The relevant facts are undisputed. Defendant built a house for his own family. He filed a “notice of completion” on May 30, 1989. Such a notice triggers a 75-day period within which potential lien claimants may perfect any construction liens. ORS 87.045. Defendant and his family moved into the house the following month and lived there until 1992, when they sold it to Pavel and Jimison, who lived there for approximately five years.

In June 1997, plaintiffs purchased the house. Within a few months of the purchase, they discovered major water leaks inside the house. The leaks caused severe damage to the house’s interior. Ultimately, plaintiffs determined that the leaks were a result of windows and doors that defendant had not properly installed in 1989.
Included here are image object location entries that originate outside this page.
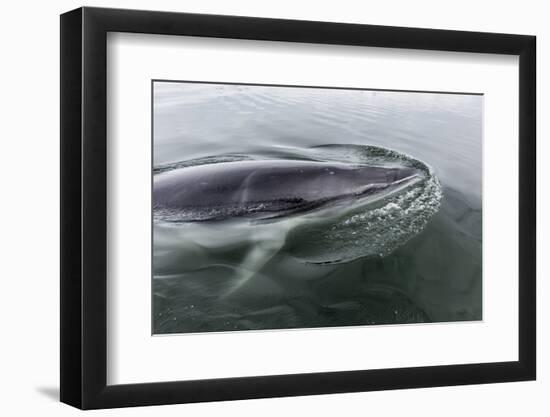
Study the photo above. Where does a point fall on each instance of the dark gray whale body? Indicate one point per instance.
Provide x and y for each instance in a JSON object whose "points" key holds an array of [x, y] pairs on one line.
{"points": [[266, 189]]}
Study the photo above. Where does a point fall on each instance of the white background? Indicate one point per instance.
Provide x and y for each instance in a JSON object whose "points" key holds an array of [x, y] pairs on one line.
{"points": [[29, 307], [134, 356]]}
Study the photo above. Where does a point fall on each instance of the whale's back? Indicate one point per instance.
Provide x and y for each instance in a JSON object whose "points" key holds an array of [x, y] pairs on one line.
{"points": [[234, 189]]}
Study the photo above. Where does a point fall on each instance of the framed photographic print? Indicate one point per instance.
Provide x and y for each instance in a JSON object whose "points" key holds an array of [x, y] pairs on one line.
{"points": [[258, 207]]}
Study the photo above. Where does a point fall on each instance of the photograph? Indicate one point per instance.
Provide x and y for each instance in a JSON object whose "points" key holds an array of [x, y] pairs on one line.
{"points": [[301, 207]]}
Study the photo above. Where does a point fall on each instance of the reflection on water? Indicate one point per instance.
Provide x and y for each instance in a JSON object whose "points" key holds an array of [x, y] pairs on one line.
{"points": [[206, 279]]}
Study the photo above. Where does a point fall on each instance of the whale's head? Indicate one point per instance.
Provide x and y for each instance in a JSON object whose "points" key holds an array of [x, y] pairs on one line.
{"points": [[269, 189]]}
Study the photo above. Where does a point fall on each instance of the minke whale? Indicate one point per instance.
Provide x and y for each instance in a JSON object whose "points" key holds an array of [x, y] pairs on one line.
{"points": [[269, 189]]}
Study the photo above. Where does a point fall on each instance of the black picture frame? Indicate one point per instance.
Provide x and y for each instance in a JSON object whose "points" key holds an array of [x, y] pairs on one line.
{"points": [[84, 207]]}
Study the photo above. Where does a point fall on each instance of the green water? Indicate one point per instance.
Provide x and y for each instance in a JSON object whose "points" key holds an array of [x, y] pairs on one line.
{"points": [[218, 278]]}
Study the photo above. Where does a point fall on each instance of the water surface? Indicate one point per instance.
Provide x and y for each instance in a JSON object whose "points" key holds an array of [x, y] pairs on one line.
{"points": [[212, 278]]}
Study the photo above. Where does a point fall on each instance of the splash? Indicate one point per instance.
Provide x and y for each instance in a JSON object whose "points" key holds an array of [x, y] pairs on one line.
{"points": [[335, 234]]}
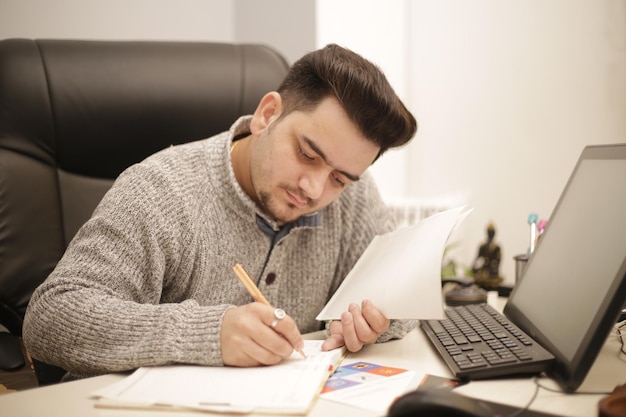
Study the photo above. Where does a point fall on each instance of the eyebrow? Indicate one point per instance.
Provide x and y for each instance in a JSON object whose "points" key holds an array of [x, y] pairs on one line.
{"points": [[317, 150]]}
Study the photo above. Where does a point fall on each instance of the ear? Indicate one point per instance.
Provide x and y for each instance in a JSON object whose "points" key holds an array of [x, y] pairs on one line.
{"points": [[268, 110]]}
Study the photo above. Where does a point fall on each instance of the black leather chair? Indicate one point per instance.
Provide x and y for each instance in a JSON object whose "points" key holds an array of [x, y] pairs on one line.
{"points": [[74, 114]]}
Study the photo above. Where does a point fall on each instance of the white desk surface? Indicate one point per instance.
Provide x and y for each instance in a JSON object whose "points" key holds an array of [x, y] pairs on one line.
{"points": [[72, 399]]}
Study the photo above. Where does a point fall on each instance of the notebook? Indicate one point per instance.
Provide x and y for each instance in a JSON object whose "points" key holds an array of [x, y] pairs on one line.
{"points": [[574, 285], [290, 387]]}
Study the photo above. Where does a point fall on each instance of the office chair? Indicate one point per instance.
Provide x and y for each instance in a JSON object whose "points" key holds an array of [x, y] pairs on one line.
{"points": [[74, 114]]}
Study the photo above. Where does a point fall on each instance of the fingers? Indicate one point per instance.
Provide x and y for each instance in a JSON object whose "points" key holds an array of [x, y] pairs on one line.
{"points": [[357, 327], [248, 340]]}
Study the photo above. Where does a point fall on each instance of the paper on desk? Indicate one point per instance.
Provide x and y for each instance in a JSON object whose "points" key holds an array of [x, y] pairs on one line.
{"points": [[400, 271], [367, 385], [290, 387]]}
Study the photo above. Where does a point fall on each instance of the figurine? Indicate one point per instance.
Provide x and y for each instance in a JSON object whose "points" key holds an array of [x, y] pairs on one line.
{"points": [[487, 263]]}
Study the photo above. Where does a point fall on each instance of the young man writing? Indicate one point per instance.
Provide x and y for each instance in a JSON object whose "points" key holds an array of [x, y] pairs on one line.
{"points": [[148, 279]]}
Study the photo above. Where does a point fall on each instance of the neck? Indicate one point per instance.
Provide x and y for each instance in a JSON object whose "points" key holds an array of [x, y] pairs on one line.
{"points": [[240, 159]]}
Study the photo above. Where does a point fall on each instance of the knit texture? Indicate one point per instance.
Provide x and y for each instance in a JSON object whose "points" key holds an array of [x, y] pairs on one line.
{"points": [[147, 279]]}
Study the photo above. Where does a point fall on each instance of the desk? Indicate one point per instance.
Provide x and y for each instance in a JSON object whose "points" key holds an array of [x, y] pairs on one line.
{"points": [[71, 399]]}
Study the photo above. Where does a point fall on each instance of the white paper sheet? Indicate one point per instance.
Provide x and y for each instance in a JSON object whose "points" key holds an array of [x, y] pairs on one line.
{"points": [[400, 272]]}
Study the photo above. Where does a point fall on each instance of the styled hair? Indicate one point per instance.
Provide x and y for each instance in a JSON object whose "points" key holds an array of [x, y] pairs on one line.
{"points": [[360, 87]]}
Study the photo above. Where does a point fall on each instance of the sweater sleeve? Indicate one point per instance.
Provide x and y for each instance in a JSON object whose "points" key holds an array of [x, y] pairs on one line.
{"points": [[101, 310]]}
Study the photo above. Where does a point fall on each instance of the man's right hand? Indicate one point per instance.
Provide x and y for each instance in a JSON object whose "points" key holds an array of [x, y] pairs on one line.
{"points": [[247, 338]]}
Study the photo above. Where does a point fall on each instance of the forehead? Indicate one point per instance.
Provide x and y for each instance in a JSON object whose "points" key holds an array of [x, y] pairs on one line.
{"points": [[332, 132]]}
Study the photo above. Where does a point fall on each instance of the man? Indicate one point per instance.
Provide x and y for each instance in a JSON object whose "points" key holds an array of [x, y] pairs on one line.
{"points": [[148, 279]]}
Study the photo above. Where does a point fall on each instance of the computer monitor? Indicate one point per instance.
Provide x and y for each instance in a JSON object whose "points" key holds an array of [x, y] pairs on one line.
{"points": [[574, 285]]}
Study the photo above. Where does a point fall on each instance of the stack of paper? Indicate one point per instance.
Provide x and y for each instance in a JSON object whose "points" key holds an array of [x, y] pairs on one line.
{"points": [[290, 387]]}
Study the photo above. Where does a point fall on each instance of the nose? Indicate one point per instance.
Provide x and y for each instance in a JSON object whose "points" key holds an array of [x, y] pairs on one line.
{"points": [[313, 182]]}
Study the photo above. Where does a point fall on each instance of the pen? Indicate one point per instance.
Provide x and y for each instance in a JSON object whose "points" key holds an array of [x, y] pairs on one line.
{"points": [[254, 291]]}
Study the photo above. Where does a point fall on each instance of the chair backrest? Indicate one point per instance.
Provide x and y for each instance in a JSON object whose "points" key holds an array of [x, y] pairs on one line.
{"points": [[74, 114]]}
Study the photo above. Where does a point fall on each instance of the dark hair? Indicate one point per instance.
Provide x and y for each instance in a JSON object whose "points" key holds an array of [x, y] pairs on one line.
{"points": [[360, 87]]}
On October 25, 1999, plaintiffs filed a complaint against defendant for negligent construction of the house. Defendant moved for summary judgment on the ground that the action was time-barred. Specifically, he argued that the action had been commenced beyond the 10-year statute of ultimate repose stated in ORS 12.135(1), which provides:

“An action against a person, whether in contract, tort or otherwise, arising from such person having performed the construction, alteration or repair of any improvement to real property or the supervision or inspection thereof, or from such person having furnished the design, planning, surveying, architectural or engineering services for such improvement, shall be commenced within the applicable period of limitation otherwise established by law; but in any event such action shall be commenced within 10 years from substantial completion or abandonment of such construction, alteration or repair of the improvement to real property.”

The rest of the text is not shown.